Óleo sobre tela. Firmado.
123,5 x 97,5 cm.
José Risueño es una de las figuras más relevantes de la pintura granadina barroca. Pintor y escultor, cuya producción se concentra en la ciudad de Granada, en la que cultivó un tipo de obras en las que se aprecia la influencia de Alonso Cano y el empleo de otras fuentes como estampas flamencas de Van Dyck. Su abundante producción artística es fundamentalmente de carácter religioso.
En esta espléndida obra de un formato medio, aparece San Esteban de frente, vestido de diácono, mirando al cielo con aire místico, recibiendo la corona de gloria y la palma del martirio de manos de un ángel. Considerado el protomártir (primer mártir) del cristianismo, murió apedreado (una de esas piedras en su mano izquierda) en Jerusalén alrededor del año 36 d. C. tras ser condenado por blasfemia por el Sanedrín. Su ejecución se produjo tras un ferviente discurso donde acusó a los líderes judíos de de asesinar al Mesías, siendo un testigo clave Saulo de Tarso, el futuro San Pablo.
Nuestra obra es de un estilo muy refinado y personal, con un rostro de aceptación, triste y sufriente, muy propio de la influencia que ejerció en él Alonso Cano, lleno de una dulzura expresiva, con una paleta de colores sobrios, pero luminosos, con tonalidades suaves y amables, semidorados, aplicando el óleo con una técnica minuciosa y depurada.
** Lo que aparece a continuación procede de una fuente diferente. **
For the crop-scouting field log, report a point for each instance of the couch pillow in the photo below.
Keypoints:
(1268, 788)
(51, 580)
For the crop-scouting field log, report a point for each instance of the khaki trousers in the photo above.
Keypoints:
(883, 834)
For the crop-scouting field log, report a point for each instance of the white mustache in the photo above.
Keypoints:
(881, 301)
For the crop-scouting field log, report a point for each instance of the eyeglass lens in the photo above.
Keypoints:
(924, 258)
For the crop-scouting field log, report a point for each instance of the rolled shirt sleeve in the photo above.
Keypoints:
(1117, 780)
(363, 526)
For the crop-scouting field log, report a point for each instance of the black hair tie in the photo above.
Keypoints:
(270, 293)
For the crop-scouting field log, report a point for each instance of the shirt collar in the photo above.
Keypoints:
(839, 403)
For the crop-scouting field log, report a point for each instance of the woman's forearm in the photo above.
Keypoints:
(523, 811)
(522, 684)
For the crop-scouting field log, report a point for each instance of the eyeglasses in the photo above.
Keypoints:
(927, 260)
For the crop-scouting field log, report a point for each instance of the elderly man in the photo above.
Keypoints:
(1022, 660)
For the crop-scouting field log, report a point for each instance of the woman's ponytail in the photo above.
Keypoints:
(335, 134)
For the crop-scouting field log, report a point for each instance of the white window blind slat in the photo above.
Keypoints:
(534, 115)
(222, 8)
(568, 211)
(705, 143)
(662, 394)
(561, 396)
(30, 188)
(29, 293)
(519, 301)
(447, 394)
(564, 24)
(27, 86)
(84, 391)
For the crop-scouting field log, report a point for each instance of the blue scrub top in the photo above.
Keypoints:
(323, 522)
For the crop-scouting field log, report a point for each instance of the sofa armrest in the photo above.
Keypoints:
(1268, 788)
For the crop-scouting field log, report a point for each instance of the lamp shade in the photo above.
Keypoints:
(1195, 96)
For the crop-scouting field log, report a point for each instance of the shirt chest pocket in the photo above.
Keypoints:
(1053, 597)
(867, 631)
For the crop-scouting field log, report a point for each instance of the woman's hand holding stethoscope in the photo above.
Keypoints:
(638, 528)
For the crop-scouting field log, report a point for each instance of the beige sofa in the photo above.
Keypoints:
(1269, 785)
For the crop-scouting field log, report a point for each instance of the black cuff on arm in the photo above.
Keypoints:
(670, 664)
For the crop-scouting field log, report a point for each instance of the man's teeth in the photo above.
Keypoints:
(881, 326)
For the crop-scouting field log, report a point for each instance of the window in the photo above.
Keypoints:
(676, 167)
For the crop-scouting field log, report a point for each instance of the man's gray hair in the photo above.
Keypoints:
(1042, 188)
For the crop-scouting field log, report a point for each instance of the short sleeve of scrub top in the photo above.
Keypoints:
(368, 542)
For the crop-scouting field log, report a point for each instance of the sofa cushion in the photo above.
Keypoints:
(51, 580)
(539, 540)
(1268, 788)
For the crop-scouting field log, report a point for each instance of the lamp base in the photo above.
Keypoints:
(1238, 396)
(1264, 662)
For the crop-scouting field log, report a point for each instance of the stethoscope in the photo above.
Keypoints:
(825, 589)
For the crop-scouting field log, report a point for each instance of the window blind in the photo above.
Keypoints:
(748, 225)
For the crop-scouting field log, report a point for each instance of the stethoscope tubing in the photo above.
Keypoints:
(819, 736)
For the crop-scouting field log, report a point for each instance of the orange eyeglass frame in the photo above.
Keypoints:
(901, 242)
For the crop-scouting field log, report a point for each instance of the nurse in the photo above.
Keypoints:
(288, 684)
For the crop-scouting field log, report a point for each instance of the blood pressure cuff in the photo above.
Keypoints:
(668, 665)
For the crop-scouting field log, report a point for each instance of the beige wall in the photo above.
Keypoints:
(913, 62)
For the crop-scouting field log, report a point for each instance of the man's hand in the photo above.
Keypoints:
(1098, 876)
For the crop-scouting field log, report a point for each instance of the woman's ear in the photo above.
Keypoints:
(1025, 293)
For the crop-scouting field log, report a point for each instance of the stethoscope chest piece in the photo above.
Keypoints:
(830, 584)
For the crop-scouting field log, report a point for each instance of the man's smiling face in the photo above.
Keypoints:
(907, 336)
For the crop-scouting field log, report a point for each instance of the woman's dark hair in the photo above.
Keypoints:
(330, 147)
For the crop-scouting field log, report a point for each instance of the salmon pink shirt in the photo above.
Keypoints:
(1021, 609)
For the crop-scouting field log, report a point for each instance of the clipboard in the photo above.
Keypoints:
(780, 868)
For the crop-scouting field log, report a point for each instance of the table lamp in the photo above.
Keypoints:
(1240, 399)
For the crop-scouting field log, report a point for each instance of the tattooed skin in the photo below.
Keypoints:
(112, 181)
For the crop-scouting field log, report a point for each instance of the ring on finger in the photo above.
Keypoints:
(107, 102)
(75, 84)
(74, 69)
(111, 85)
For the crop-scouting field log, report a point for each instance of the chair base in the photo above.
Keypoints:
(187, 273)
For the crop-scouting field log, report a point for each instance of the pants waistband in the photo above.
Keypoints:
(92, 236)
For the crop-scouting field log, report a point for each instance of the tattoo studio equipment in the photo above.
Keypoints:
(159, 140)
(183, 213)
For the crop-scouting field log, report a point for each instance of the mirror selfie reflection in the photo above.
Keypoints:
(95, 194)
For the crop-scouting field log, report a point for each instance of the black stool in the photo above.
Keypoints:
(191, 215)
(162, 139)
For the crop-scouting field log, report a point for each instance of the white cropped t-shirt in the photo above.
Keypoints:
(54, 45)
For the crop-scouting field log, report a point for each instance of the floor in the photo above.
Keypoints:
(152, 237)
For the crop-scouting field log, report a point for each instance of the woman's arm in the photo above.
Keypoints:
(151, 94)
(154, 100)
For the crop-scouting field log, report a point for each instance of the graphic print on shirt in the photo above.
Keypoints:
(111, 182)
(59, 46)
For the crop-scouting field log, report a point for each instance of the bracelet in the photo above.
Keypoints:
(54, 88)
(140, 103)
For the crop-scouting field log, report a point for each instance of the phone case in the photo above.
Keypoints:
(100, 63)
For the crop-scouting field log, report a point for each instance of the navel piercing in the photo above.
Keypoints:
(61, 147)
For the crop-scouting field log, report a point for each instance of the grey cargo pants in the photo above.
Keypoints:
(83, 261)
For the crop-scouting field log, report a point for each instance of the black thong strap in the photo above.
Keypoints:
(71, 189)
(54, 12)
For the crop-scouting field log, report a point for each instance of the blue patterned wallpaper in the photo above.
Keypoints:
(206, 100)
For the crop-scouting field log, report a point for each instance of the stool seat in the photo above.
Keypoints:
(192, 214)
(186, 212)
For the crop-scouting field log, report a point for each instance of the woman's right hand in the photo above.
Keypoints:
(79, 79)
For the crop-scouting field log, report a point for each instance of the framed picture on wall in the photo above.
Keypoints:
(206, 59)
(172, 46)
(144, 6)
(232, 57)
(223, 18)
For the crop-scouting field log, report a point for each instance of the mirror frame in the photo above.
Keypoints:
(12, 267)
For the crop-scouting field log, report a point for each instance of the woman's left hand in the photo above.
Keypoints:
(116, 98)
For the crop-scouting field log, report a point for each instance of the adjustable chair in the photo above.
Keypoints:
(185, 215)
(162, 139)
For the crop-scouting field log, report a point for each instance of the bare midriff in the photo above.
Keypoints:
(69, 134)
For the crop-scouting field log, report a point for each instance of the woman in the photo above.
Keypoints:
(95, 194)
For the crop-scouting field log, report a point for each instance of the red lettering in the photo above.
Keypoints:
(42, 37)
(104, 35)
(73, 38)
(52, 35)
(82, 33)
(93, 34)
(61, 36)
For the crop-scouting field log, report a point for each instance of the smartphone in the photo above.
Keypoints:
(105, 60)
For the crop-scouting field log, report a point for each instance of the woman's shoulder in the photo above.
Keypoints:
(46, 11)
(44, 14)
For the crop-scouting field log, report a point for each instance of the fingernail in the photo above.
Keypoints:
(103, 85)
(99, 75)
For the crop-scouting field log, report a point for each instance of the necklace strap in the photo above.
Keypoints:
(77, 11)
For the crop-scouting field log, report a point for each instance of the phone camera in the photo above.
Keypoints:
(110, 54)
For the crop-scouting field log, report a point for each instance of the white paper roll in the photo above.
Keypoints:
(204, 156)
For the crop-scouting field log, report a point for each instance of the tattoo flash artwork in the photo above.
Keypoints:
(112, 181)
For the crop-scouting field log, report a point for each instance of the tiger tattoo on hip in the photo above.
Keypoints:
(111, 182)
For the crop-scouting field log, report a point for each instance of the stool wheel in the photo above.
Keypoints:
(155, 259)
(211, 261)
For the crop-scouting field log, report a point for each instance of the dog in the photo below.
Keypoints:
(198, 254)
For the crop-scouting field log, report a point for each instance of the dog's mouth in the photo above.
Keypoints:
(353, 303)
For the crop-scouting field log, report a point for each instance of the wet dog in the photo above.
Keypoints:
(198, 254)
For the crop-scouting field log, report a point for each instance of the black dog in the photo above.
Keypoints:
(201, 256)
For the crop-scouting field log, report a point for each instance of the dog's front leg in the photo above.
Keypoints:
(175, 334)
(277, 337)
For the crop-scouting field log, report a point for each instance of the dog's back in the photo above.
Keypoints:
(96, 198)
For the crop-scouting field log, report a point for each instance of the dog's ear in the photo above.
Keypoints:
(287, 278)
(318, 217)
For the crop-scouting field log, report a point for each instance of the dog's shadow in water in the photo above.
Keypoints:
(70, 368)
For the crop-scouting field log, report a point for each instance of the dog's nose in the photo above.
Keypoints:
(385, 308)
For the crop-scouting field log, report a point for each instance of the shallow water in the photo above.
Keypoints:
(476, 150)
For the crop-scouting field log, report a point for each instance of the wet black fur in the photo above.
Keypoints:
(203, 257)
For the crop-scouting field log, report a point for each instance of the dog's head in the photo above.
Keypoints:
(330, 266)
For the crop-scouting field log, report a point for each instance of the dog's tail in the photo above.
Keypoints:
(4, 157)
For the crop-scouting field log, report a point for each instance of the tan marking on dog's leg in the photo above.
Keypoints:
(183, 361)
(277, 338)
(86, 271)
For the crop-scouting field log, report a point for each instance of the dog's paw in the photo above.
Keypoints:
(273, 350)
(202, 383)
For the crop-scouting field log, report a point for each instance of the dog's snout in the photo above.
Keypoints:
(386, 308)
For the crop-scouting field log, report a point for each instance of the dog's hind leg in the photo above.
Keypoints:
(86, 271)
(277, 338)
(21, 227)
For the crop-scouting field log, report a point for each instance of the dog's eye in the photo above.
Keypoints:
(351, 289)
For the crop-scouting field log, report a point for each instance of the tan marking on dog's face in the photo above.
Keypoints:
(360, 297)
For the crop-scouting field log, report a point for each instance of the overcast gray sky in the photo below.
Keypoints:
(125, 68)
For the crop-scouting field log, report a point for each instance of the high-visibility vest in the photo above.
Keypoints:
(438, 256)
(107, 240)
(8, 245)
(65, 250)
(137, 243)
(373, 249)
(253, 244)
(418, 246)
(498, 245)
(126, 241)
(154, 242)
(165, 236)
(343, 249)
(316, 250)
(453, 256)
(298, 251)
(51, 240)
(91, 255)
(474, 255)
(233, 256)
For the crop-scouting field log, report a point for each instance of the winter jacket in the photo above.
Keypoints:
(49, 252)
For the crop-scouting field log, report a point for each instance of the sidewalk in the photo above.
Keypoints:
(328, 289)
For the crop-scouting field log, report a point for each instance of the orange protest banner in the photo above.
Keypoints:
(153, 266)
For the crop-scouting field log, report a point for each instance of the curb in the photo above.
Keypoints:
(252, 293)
Además, resuma elegancia, una gran agudeza en la expresión psicológica, y ternura en la mirada. Nuestro pintor granadino aplica en nuestro lienzo una técnica versátil, pues, como pintor y escultor, traslada la delicadeza de sus relieves en barro a sus lienzos. Y este San Esteban “se sale”, sus brazos se prolongan y nos tocan, procesiona hacia nosotros como si de una escultura se tratase. Maestría en una obra llena de estética amable y estilizada.